Rio, schmio: There was much wringing of hands in the runup to the Rio de Janeiro conference on global warming, and more in its wake, as Bruce Jones wrote here at FP.  But there should not be — given the global economy since 2008, there is no conceivable scenario in which Rio, or any other such omnibus gathering, could have achieved a breakthrough consensus on heat-trapping gases. Yet there are counterfactuals out there to cheer the fretters. In Japan, we see an elevated promotion of solar energy to compensate for the near-shutdown of the nuclear power industry in the wake of the 2011 Fukushima disaster. The Japanese government has mandated  that utilities buy all solar power produced by private companies at a fixed, high rate of 53 cents per kilowatt hour, around twice that charged in Germany and four times the U.S. average. Given the scale of Japan’s power consumption, this single directive could change the economic game for Japanese companies such as Sharp and Kyocera, and China’s Suntech.

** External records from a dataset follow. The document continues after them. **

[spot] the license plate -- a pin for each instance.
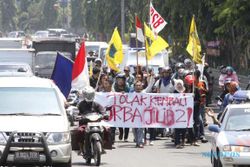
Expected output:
(28, 156)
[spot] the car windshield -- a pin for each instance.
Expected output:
(238, 120)
(94, 48)
(47, 59)
(13, 68)
(28, 101)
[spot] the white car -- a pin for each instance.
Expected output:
(231, 139)
(11, 69)
(34, 128)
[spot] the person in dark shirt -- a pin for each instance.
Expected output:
(85, 107)
(94, 78)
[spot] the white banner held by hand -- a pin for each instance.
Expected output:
(140, 110)
(157, 22)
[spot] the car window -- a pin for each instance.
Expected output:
(29, 100)
(223, 115)
(238, 119)
(47, 59)
(14, 68)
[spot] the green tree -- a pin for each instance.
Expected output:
(233, 28)
(8, 15)
(50, 14)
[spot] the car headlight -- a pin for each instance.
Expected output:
(58, 138)
(3, 140)
(236, 148)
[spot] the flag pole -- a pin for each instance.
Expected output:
(193, 55)
(149, 23)
(136, 45)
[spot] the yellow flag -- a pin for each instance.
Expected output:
(114, 54)
(148, 32)
(90, 68)
(194, 45)
(157, 45)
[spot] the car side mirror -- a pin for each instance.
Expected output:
(214, 128)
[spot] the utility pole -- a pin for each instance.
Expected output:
(122, 21)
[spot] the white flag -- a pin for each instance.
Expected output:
(156, 21)
(139, 32)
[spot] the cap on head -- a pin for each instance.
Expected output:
(88, 93)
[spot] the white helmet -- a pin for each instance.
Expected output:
(88, 93)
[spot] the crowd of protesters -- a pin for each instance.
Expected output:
(182, 77)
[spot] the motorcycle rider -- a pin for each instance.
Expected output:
(86, 106)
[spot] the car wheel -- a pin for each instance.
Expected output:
(214, 161)
(219, 162)
(68, 164)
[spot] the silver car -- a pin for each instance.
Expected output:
(231, 138)
(15, 69)
(34, 128)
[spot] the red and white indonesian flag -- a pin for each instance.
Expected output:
(139, 32)
(156, 21)
(80, 74)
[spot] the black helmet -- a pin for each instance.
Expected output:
(88, 93)
(121, 75)
(179, 65)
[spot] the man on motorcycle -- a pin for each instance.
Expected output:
(88, 105)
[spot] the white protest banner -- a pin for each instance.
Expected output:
(156, 110)
(156, 21)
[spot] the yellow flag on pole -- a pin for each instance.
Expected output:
(157, 45)
(90, 68)
(114, 54)
(194, 45)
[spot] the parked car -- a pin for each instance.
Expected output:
(41, 34)
(230, 144)
(56, 32)
(34, 128)
(16, 34)
(15, 69)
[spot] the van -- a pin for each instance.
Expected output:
(18, 55)
(34, 128)
(98, 47)
(46, 51)
(159, 60)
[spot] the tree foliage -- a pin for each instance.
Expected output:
(224, 20)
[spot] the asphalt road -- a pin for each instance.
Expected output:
(161, 154)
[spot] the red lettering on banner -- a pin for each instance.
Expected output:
(167, 101)
(112, 95)
(179, 119)
(189, 112)
(136, 114)
(158, 117)
(155, 16)
(137, 100)
(169, 117)
(152, 101)
(151, 111)
(113, 114)
(158, 22)
(143, 100)
(151, 11)
(123, 98)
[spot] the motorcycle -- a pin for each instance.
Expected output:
(94, 133)
(219, 105)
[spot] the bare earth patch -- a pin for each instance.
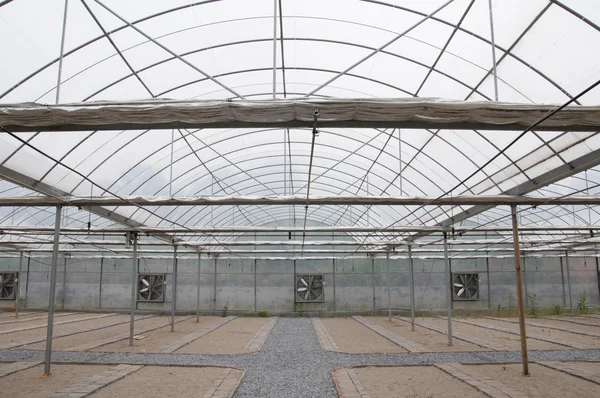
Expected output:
(156, 338)
(542, 383)
(413, 381)
(510, 340)
(64, 343)
(593, 342)
(164, 381)
(28, 383)
(351, 336)
(230, 338)
(434, 341)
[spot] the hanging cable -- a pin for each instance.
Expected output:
(315, 132)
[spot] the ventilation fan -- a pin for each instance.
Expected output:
(309, 289)
(151, 288)
(465, 286)
(8, 283)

Not so much for western companies, which have been marginalized by lower-cost Asian manufacturers, but to the degree they can get their pricing down, they could get a boost as well. Solar has generated positive news elsewhere too. In India, the largest solar park in the world has opened in Gujarat. In Germany, solar power plants set the world record for solar energy generated in a single weekend — 22 gigawatts of electricity, or the equivalent of 20 power stations, Reuters reported.  What about the effort to clean up fossil fuels? General Electric and Norway’s Sargas say they have developed a cheap, gas-fired power plant that captures 90 percent of its carbon emissions. The recovered carbon can be injected into oil fields to extract greater amounts of crude oil.

 

iPolitics: As of the first half of this year, Apple had sold more than 200 million iPhones and some 67 million iPads, catapulting it past ExxonMobil as the largest of any publicly traded company in the world. That is a lot of buzz, and a lot of players wish to capitalize on it. Consider the matter of electricity. The Palo Alto-based Electric Power Research Institute has attracted attention with a report showing that all those devices use a miniscule amount of power. If all were currently still operating, their owners would be paying a collective $146 million a year for charging them up every other day. Late last year, Exxon itself sought to get in on Apple’s action. Ken Cohen, an Exxon vice president, wrote a post on the company blog that calculated how many gallons of gasoline would be required to charge up an iPhone. Gasoline is so dense with electrons, Cohen wrote, that one gallon would charge the device once a day for 20 years. He added helpfully, "Consumers at times may take for granted the convenience and time-savings offered by the existing fuel station network." Okay, you caught our attention.